A Rose by Any Other Name

I’m sure Shakespeare was not trying to start the English Renaissance version of an urban dictionary. And he was correct that a rose by any other name would smell as sweet. But it would be good for us all to remember that had a rose been called by another name, we wouldn’t realize he’d been writing about a rose.


Something that really irks me is the need, especially in recent times, of people to make up words. In some instances I suppose it’s an attempt to be less abrasive. The use of the word fluffy instead of fat is an example. But let’s face it. If you’re fat, you’re fat. Fluffy is a word that should be reserved for puppies, kittens, ducklings, and pillows. Unless I suddenly grow a lush covering of soft fur, I’m not fluffy, I’m fat.

When I hear or read the (not really a) word “hangry” it makes me want to climb a clock tower with a rifle. Hungry is a physical state. Angry is an emotional one. You can be both hungry and angry but that doesn’t create a new state of being and shouldn’t cause people to make up a word.

It’s absolutely, to me, horrifying that the Urban Dictionary even exists. We should not be honoring words and phrases that are nothing but a jumble of other words and phrases. The English language is, in its pure form, elegant and beautiful. There is nothing that we cannot express using English. Why then do some people want to pretend that a word with an established definition suddenly means something entirely different?

One way that people pretend they’ve invented new and useful words is to slightly change the spelling of a word then assign it a meaning that is the antonym of the actual definition. I was aghast to hear someone call a young lady fat a few years ago. The explanation that they had used the “word” phat and that it was supposed to mean attractive did nothing to diminish the actual definition of fat.

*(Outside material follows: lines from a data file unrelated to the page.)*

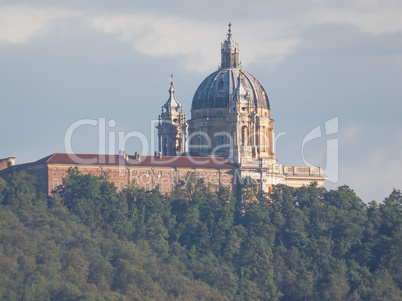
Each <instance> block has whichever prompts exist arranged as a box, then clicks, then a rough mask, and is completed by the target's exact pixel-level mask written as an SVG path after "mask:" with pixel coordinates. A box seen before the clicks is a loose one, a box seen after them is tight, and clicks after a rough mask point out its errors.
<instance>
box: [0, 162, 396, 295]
mask: <svg viewBox="0 0 402 301" xmlns="http://www.w3.org/2000/svg"><path fill="white" fill-rule="evenodd" d="M400 254H402V194H401V192H400V191H398V190H394V191H393V192H392V193H391V194H390V196H389V197H388V198H386V199H385V200H384V202H383V203H381V204H377V203H376V202H372V203H370V204H368V205H366V204H364V203H363V202H362V201H361V200H360V199H359V198H358V197H357V196H356V194H355V193H354V192H353V191H352V190H351V189H350V188H349V187H347V186H342V187H339V188H338V189H337V190H333V191H326V190H325V189H323V188H318V187H317V186H316V185H311V186H309V187H301V188H298V189H294V188H290V187H287V186H284V185H277V186H275V187H274V189H273V191H272V193H270V194H265V193H262V192H258V190H257V187H256V185H255V184H254V183H253V182H252V181H250V183H246V184H245V185H244V186H242V187H239V189H238V190H237V195H236V196H234V195H232V193H231V191H230V190H228V189H227V188H225V187H219V189H218V191H217V192H213V189H212V187H211V186H210V185H208V184H205V183H204V182H203V181H202V180H199V179H197V178H196V176H195V175H194V174H189V175H188V181H187V182H186V184H185V185H184V186H182V187H177V188H176V189H175V190H174V191H173V192H172V193H171V194H170V195H161V194H160V193H159V191H145V190H144V189H142V188H140V187H138V186H137V185H136V184H135V183H134V184H132V185H130V186H129V187H127V188H126V189H124V190H123V191H121V192H117V190H116V188H115V186H114V185H113V184H112V183H110V182H108V180H107V176H104V177H95V176H92V175H90V174H87V175H84V174H82V173H81V172H79V171H78V169H77V168H73V169H71V170H70V171H69V174H68V176H67V177H66V178H65V180H64V183H63V186H60V187H59V188H58V189H57V190H56V191H55V193H54V195H53V196H52V197H46V196H45V195H43V194H42V193H41V190H40V186H39V183H38V181H37V179H35V178H34V177H32V176H29V175H28V174H26V173H18V174H11V175H9V176H8V177H7V178H5V179H2V178H0V271H1V273H0V300H77V301H78V300H91V301H92V300H93V301H109V300H110V301H118V300H119V301H126V300H127V301H128V300H402V290H401V288H402V276H401V275H402V270H401V269H402V262H401V256H400Z"/></svg>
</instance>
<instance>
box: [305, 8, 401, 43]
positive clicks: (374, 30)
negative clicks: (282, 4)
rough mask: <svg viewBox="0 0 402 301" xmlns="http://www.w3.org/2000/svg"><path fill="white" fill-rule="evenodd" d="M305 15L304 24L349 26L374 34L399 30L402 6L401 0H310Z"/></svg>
mask: <svg viewBox="0 0 402 301" xmlns="http://www.w3.org/2000/svg"><path fill="white" fill-rule="evenodd" d="M312 2H313V4H314V5H313V7H312V8H311V11H310V12H309V13H308V14H307V15H306V18H305V21H306V23H311V24H323V23H334V24H338V25H352V26H355V27H356V28H358V29H359V30H360V31H362V32H365V33H368V34H370V35H373V36H378V35H382V34H394V33H398V32H401V31H402V18H401V14H402V5H401V1H400V0H389V1H381V0H354V1H353V0H350V1H347V3H345V2H343V1H336V2H335V1H328V0H313V1H312Z"/></svg>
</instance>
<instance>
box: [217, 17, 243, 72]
mask: <svg viewBox="0 0 402 301" xmlns="http://www.w3.org/2000/svg"><path fill="white" fill-rule="evenodd" d="M239 67H240V62H239V44H237V43H236V42H235V41H234V40H233V39H232V23H229V29H228V38H227V39H226V40H225V41H224V42H223V43H222V45H221V68H222V69H226V68H239Z"/></svg>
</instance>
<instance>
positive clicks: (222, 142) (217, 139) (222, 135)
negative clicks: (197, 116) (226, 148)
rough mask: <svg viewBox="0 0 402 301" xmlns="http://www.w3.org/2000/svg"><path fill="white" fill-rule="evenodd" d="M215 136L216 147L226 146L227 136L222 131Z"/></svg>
mask: <svg viewBox="0 0 402 301" xmlns="http://www.w3.org/2000/svg"><path fill="white" fill-rule="evenodd" d="M214 136H215V145H216V146H220V145H223V144H225V135H224V132H223V131H222V130H217V131H216V133H215V135H214Z"/></svg>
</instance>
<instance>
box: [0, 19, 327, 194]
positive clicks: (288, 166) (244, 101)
mask: <svg viewBox="0 0 402 301" xmlns="http://www.w3.org/2000/svg"><path fill="white" fill-rule="evenodd" d="M239 55H240V51H239V44H238V43H236V42H235V41H234V39H233V37H232V30H231V24H230V23H229V29H228V33H227V38H226V39H225V41H224V42H223V43H222V44H221V65H220V67H219V69H218V70H216V71H214V72H213V73H211V74H210V75H209V76H207V77H206V78H205V79H204V80H203V81H202V83H201V84H200V85H199V87H198V89H197V90H196V91H195V93H194V97H193V100H192V105H191V117H190V119H187V117H186V115H185V114H184V110H183V106H182V105H181V104H180V102H179V101H178V100H177V99H176V96H175V87H174V82H173V79H172V80H171V84H170V88H169V91H168V92H169V97H168V100H167V101H166V103H165V104H164V105H163V106H162V112H161V114H160V115H159V123H158V125H157V130H158V151H156V152H155V154H154V155H153V156H143V155H139V154H137V153H136V154H132V155H129V154H127V153H126V152H125V151H120V153H119V154H108V155H103V154H68V153H56V154H52V155H49V156H47V157H45V158H42V159H40V160H38V161H35V162H31V163H26V164H20V165H15V164H14V162H15V158H13V157H11V158H5V159H1V160H0V175H1V174H4V173H8V172H11V171H19V170H26V171H27V172H28V173H31V174H35V175H36V176H37V177H38V179H39V181H40V183H41V185H42V187H43V189H44V191H45V192H47V193H48V194H51V192H52V191H53V190H54V189H55V188H56V187H57V186H58V185H62V183H63V178H64V177H65V176H66V174H67V171H68V169H69V168H71V167H77V168H78V169H79V170H80V171H81V172H83V173H91V174H94V175H102V174H104V173H107V174H108V176H109V180H110V181H111V182H113V183H114V184H115V185H116V187H117V188H118V189H120V190H121V189H124V188H125V187H127V186H128V185H130V184H131V183H133V182H135V183H137V184H138V185H140V186H142V187H144V188H145V189H147V190H151V189H158V190H160V191H161V192H163V193H167V192H169V191H171V190H172V189H174V187H175V186H176V185H178V183H180V185H186V183H187V181H188V179H189V175H194V176H195V178H196V179H203V180H204V181H205V182H206V183H209V184H210V185H211V186H212V187H213V188H214V189H217V188H218V186H219V185H224V186H229V187H231V188H233V187H235V186H237V185H240V184H241V183H243V181H244V180H245V179H248V180H251V181H253V182H254V183H255V184H256V185H258V187H259V189H261V190H263V191H266V192H269V191H270V190H271V187H272V185H276V184H285V185H288V186H292V187H300V186H303V185H309V184H311V183H312V182H317V184H318V185H319V186H323V184H324V181H325V180H326V176H325V174H324V173H323V168H322V167H307V166H284V165H282V164H279V163H278V160H277V156H276V154H275V152H274V151H275V147H274V122H275V120H273V119H271V108H270V103H269V100H268V95H267V93H266V91H265V89H264V88H263V86H262V85H261V84H260V83H259V81H258V80H257V79H256V78H255V77H253V76H252V75H251V74H250V73H248V72H246V71H245V70H243V69H242V67H241V64H240V59H239Z"/></svg>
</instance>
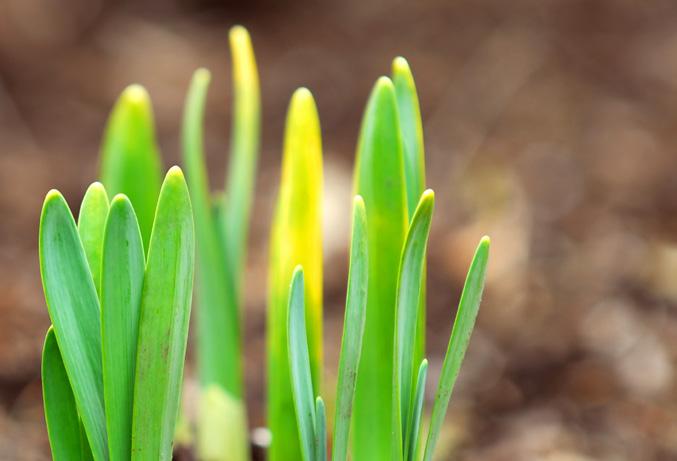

Yes, I know languages change over time. We no longer speak the same English as Shakespeare and his contemporaries. And my generation had its own slang that we believed somehow set us apart from our parents’ generation. Gosh, was anything ever as groovy as the 60’s?

But we also outgrew the need for phrases like far out just as our parents and grandparents stopped saying things were the bee’s knees or the cat’s pajamas. We became adults and adults were expected to be capable of both speaking and writing in Standard English. Telling your boss not to have a cow would not have led to rapid advancement.

Now, of course, we have high school and even college graduates who believe that spelling is an inconvenience and think grammar is irrelevant. After all, they say, does it really matter if they write your instead of you’re or there instead of their?

Yes! It matters!



Author: Elizabeth

I'm a wife, mom, and grandma (known as Bam) who loves cooking, baking, gardening, and all things that go into making a cozy coop for my brood. I have a disability so you may pick up tips on how to do things when some things just don't work right!

4 thoughts on “A Rose by Any Other Name”

  1. So, tell me what you would think of my propensity to use the made up word “goodmornight” in an online greeting to describe the place I find myself between morning and night, between the old day and the new. In reality, I have not slept but it is a new day. Or my night is the other person’s morning. Or vice versa. So I began to use this as a greeting online. Sometimes shortened to g’mornight….

    I like that language is alive, living, moving and changing with useage.

    I like your article too 🙂

    Liked by 1 person

    1. First I have to explain I get cranky when my pain level goes way up. I try not to look at my husband, sleeping peacefully or enjoying watching a video when I’m in excessive pain. It makes me start thinking about the various ways I could torture and kill him. I already know several ways to get rid of a body so it won’t be found.
      Instead, I kavetch about things that are meaningless. Like the word “hangry.”
      I like goodmornight. It fits the time when I’m awake and it feels like everyone else on this continent is sleeping.
      And I’m also “guilty” of making up words. I don’t want to cuss, especially in front of my grand kids so I say things like “Frizzem frazzem rizzem razzem” instead of the (more satisfying) REAL cuss words. My mother’s go to swear word was “shar.” It was an all-purpose word and, as I grew older, I knew the actual word that could fill in that blank.

      Liked by 1 person

      1. I’m so sorry yo have that much pain to contend with. It must make things very difficult.

        I’m glad that you appreciate the quirks of language and language making. I have used the words “giant buffalo droppings” as a replacement for a swear word I used to use. They make rather a large pile, but that’s ok 😉

        Language might as well be truly colorful instead of just vulgar 😉

        Liked by 1 person

      2. When I would like to use the worst of the words I say, “VERY bad words!” I like giant buffalo droppings.
        I don’t want to exactly say you get used to the pain but in a way, you do. It’s just something I have like a big toe that points up and baby-fine hair.